4.2. A “Diploidized” SNP Screening Strategy to Address Polyploid Challenges

The widespread presence of homologous sequences and multi-allelic sites in the polyploid sugarcane genome poses significant challenges for molecular marker development [26]. Unlike the common “pseudo-diploid” simplification strategy, this study implemented stringent pre-screening. During marker development, we systematically identified SNP loci located in single-copy (single-dose) genomic regions through whole-genome BLAST alignment and confirmed their clear biallelic patterns in sequencing data. This critical step means that the final SNP marker set developed here is not a simplification of complex signals, but originates from loci within the sugarcane genome that inherently exhibit diploid-like genetic behavior. This strategy not only avoids interference from homologous sequences and ambiguous allele dosage interpretation, ensuring the specificity and reproducibility of PCR-LDR detection, but also enables subsequent population genetic analyses to be conducted under standard diploid models, thereby improving the reliability and interpretability of the results. This approach provides a feasible pathway for practical marker development in other polyploid crops.

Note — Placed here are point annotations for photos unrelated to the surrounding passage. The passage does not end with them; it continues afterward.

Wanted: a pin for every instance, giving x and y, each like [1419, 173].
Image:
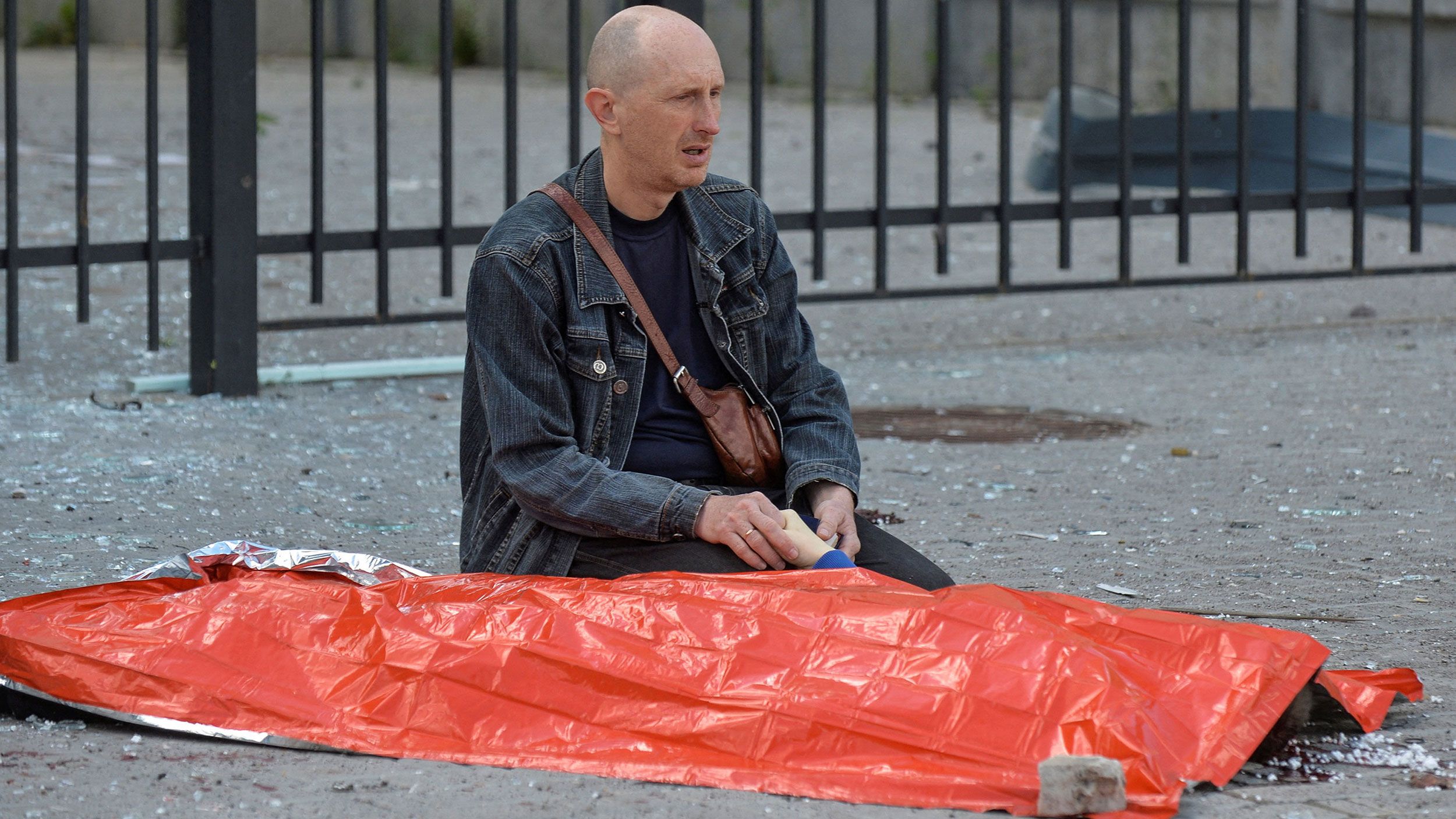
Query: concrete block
[1075, 786]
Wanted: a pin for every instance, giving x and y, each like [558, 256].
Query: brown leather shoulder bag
[738, 428]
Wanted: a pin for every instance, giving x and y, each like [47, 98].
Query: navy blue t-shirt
[669, 438]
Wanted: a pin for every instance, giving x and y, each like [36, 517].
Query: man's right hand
[747, 524]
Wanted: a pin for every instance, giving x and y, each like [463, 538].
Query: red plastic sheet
[835, 684]
[1367, 694]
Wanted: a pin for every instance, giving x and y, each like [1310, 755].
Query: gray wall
[542, 40]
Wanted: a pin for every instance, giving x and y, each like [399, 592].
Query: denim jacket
[555, 363]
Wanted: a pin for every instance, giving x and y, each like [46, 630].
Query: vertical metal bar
[1358, 147]
[820, 48]
[222, 194]
[316, 162]
[153, 217]
[1242, 150]
[881, 143]
[511, 80]
[1417, 120]
[83, 161]
[1184, 104]
[756, 95]
[574, 80]
[12, 193]
[382, 158]
[1300, 129]
[1125, 141]
[942, 137]
[1003, 76]
[446, 147]
[1065, 136]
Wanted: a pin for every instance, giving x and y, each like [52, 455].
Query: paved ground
[1292, 406]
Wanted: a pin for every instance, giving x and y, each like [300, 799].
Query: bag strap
[682, 379]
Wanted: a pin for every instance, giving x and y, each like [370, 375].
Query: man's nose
[708, 118]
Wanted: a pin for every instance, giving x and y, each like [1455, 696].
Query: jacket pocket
[590, 359]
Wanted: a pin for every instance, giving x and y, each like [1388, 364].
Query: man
[577, 456]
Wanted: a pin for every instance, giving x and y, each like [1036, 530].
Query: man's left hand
[835, 506]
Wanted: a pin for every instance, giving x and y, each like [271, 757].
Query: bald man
[577, 454]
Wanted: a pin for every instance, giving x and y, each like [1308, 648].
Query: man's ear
[603, 107]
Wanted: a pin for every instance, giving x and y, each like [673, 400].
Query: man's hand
[750, 526]
[835, 506]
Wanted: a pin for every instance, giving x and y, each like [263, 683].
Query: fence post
[223, 194]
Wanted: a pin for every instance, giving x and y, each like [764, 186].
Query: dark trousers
[878, 552]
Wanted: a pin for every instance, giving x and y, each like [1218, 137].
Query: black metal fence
[225, 242]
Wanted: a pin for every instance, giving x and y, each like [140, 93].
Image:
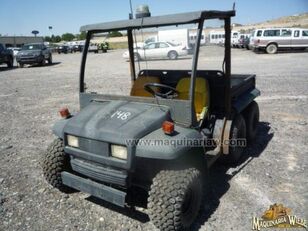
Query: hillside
[300, 20]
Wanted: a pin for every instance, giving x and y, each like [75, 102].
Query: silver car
[158, 50]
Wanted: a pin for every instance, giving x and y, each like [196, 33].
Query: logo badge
[278, 216]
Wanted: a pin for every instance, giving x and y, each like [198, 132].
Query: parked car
[64, 49]
[158, 50]
[272, 39]
[15, 50]
[6, 56]
[34, 53]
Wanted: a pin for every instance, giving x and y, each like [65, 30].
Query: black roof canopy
[166, 20]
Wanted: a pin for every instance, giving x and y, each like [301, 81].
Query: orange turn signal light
[65, 113]
[168, 127]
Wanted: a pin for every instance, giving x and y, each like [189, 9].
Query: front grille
[94, 146]
[99, 172]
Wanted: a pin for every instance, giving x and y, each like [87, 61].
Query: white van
[218, 37]
[271, 39]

4.3. Implications of Reference Genome Selection and Empirical Validation

Beyond the marker screening strategies for polyploid genomes discussed above, the selection of an appropriate reference genome is itself a critical factor influencing the efficacy of SNP marker development. In this study, the S. officinarum LA-Purple genome was selected as the reference, primarily due to its status as one of the earliest high-quality, chromosome-scale assemblies [11]. However, we recognize that modern sugarcane cultivars are complex interspecific hybrids derived from S. officinarum (contributing high sugar content) and S. spontaneum (contributing stress tolerance). The use of a single ancestral (S. officinarum) reference genome may theoretically lead to reduced sensitivity in detecting alleles originating from the S. spontaneum subgenome, thereby potentially affecting the comprehensiveness of SNP discovery and subsequent population genetic inferences.
To evaluate the practical impact of this potential bias and validate the effectiveness of the marker system developed in this study, we conducted a direct comparative analysis (see Section 3.5). Using an identical filtering pipeline, we derived a set of SNPs from the S. spontaneum AP85-441 genome. Comparative results revealed that the SNP panel based on S. officinarum (Figure 5A) provided clearer clustering structures consistent with geographical origins when distinguishing major Chinese cultivars, whereas the SNP set based on S. spontaneum (Figure 5D,E) partitioned the same materials into only two genetic groups, exhibiting lower resolution.
This empirical evidence demonstrates that, despite the theoretical limitations, the SNP panel developed using the S. officinarum reference genome exhibits superior practicality and discriminatory power for the identification and genetic analysis of modern cultivars dominated by S. officinarum genetic backgrounds. This is likely because genomic regions associated with agronomic traits—particularly sugar metabolism—in modern high-sugar cultivars are predominantly inherited from S. officinarum. Thus, our selection is justified and effective at the practical application level.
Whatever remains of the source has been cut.